Even though this weekend will likely pale in terms of ticket sales when compared to a year ago’s $188.6M, which was built on Lego Batman ($53M), Fifty Shades Darker, and John Wick:Chapter 2 ($30.4M), next weekend is bound to thrust 2018 greatly ahead of 2017 with Black Panther‘s projected $130M-$160M. This weekend’s takeaway is that moviegoing remains very healthy, and as one film financier pointed out, “You have two films that weren’t that well received by critics which are leading the box office and bound to be profitable. Fifty Shades Freed is unwatchable!” Not every film is built for critics, nor should a film’s box office fate be determined by them, but Fifty Shades Freed and Peter Rabbit provide hope for studio executives that some titles can still be built to simply serve the entertaining needs of their audiences.

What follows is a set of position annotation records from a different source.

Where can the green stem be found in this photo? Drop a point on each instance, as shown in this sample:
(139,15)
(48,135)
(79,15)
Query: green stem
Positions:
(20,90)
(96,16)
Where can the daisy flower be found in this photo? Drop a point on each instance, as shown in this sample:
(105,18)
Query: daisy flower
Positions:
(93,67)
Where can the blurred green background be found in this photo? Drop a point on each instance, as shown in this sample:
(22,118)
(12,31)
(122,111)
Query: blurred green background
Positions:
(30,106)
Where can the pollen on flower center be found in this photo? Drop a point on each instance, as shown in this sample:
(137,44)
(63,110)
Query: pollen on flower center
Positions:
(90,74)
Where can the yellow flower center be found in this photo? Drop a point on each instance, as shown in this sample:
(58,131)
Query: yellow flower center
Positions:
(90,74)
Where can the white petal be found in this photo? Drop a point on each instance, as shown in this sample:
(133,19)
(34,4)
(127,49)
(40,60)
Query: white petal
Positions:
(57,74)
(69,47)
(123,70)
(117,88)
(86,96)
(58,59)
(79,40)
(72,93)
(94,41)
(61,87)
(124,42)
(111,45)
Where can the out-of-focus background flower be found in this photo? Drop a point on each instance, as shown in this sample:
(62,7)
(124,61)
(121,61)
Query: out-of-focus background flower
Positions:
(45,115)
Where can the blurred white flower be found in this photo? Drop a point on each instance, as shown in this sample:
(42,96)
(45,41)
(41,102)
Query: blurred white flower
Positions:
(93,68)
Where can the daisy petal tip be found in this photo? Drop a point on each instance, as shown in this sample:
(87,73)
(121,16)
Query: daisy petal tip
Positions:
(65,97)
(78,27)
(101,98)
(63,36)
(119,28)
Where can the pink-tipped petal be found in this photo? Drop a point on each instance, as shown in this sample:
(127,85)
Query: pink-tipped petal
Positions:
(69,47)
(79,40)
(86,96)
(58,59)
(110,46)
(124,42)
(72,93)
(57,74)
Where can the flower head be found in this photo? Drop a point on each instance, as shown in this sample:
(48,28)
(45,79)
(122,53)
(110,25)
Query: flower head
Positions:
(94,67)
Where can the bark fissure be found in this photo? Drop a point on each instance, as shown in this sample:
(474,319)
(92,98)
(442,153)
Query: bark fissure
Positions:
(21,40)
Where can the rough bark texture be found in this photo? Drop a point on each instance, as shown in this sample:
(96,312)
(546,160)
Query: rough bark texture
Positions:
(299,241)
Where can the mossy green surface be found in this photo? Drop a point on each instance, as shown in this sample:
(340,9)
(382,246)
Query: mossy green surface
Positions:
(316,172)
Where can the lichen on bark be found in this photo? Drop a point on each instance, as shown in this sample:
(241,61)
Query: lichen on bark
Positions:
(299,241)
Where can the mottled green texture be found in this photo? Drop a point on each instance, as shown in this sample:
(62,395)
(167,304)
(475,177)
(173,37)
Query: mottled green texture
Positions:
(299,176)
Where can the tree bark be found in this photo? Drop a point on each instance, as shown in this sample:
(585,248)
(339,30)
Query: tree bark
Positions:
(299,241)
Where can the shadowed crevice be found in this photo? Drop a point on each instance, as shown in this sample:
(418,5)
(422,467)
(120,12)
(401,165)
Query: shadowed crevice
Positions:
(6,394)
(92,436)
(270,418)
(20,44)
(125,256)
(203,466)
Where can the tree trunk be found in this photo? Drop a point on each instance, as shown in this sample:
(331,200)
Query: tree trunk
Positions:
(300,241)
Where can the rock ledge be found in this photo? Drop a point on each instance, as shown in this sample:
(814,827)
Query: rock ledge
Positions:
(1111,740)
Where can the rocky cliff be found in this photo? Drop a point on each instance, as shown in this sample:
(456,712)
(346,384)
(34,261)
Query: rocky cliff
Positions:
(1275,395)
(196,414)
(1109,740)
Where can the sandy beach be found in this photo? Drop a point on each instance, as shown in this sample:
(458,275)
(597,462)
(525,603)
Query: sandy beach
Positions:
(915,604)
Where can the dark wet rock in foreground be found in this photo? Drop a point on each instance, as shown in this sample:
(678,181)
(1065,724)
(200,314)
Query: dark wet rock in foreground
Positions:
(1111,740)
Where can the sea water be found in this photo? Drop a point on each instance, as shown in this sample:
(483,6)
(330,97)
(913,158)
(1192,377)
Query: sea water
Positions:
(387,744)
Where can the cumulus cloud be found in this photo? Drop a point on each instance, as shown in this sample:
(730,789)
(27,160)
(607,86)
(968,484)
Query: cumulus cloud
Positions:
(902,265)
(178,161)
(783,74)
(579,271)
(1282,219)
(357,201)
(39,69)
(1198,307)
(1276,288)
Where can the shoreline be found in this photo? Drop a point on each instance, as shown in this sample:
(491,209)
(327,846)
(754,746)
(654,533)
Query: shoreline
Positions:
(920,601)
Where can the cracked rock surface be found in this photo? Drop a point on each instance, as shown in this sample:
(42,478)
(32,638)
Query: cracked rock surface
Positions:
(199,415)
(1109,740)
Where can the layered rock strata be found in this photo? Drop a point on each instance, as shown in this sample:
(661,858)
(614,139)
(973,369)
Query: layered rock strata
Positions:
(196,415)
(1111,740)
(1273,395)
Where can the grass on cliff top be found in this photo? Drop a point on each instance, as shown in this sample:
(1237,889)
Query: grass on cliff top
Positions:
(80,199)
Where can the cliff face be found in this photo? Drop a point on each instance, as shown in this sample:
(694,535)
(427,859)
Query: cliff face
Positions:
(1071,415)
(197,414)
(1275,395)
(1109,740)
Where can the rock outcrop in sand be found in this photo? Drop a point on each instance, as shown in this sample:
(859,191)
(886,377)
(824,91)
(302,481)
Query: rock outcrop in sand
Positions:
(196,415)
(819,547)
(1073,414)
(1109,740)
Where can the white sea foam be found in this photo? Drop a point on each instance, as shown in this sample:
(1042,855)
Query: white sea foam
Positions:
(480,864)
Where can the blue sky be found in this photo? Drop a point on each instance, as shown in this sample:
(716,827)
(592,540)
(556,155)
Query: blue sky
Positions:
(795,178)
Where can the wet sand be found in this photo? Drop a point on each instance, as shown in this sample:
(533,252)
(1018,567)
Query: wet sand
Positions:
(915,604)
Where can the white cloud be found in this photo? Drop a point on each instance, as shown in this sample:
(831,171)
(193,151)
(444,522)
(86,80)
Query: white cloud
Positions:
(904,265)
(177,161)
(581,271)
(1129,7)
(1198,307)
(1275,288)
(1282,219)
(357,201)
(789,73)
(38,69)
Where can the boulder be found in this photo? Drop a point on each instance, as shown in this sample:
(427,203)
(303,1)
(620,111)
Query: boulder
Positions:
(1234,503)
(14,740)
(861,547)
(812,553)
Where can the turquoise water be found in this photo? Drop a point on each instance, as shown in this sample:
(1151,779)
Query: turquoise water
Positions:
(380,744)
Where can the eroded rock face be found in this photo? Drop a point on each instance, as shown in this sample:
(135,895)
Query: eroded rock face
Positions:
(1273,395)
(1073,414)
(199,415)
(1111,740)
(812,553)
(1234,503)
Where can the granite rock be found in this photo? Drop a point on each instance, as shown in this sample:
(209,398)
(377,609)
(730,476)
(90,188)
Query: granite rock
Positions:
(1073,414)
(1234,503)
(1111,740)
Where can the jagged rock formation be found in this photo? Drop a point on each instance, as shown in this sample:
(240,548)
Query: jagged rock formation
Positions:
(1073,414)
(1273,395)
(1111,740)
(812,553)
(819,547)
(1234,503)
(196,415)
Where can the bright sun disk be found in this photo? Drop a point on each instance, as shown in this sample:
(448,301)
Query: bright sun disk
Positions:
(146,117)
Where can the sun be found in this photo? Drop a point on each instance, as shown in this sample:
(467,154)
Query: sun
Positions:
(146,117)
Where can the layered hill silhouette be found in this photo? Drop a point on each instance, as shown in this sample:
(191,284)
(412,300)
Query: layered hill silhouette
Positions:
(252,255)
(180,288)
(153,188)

While Universal went to great lengths to induct the unfaithful (those who never read E.L. James trilogy) on the first Fifty Shades of Grey, they’ve relied on the brand’s fanbase (ComScore/Screen Engine’s PostTrak shows 81% females, with 59% ladies over 25 taking up the most seats), which they stoked socially, and a killer soundtrack recipe which works like it’s the 1980s all over again. While music was always an essential part of movie marketing back then, every now and then that extra ancillary kicks in, raising a pic’s profile further. Such was the case with the Twilight movies, and that’s definitely the case again with the Fifty Shades of Grey trilogy.

Universal
Social media monitor RelishMix expounds, “Universal took a page out of its playbook for Fate of the Furious and Sing! by consistently sharing music videos -which obviously included quick looks from Freed– throughout the campaign. Featuring a partnership with VEVO and some of today’s hottest musical artists like Rita Ora & Liam Payne, Sia, Beyonce and Justin Bieber, Freed has been dropping music videos now and again over the past two months leading up to open. In fact, the second most-viewed clip of the campaign behind the film’s official trailer is Liam Payne and Rita Ora’s ‘For You’ music video which has logged over 32M views”. Recently the soundtrack was made available to stream over the internet, with other big Freed music videos being Hailee Steinfeld and BloodPop’s “Capital Letters” at close to 6M over the last week and Julia Michael’s “Heaven” nearing 2M views. In addition, these artists further drive awareness for the pic on social, read Payne has 57M-plus social media followers while Ora, who appears in the movie, counts over 27M.
For a threequel, RelishMix is also praising Freed‘s half billion social media universe reach across Facebook, Twitter, Instagram, and YouTube even though it’s behind the previous chapters of Fifty Shades of Grey (890M) and Fifty Shades Darker (945M). Universal kicked off the campaign in September with an announcement teaser, generating more than 100M views. Two months later, the official trailer drew 200M views-plus.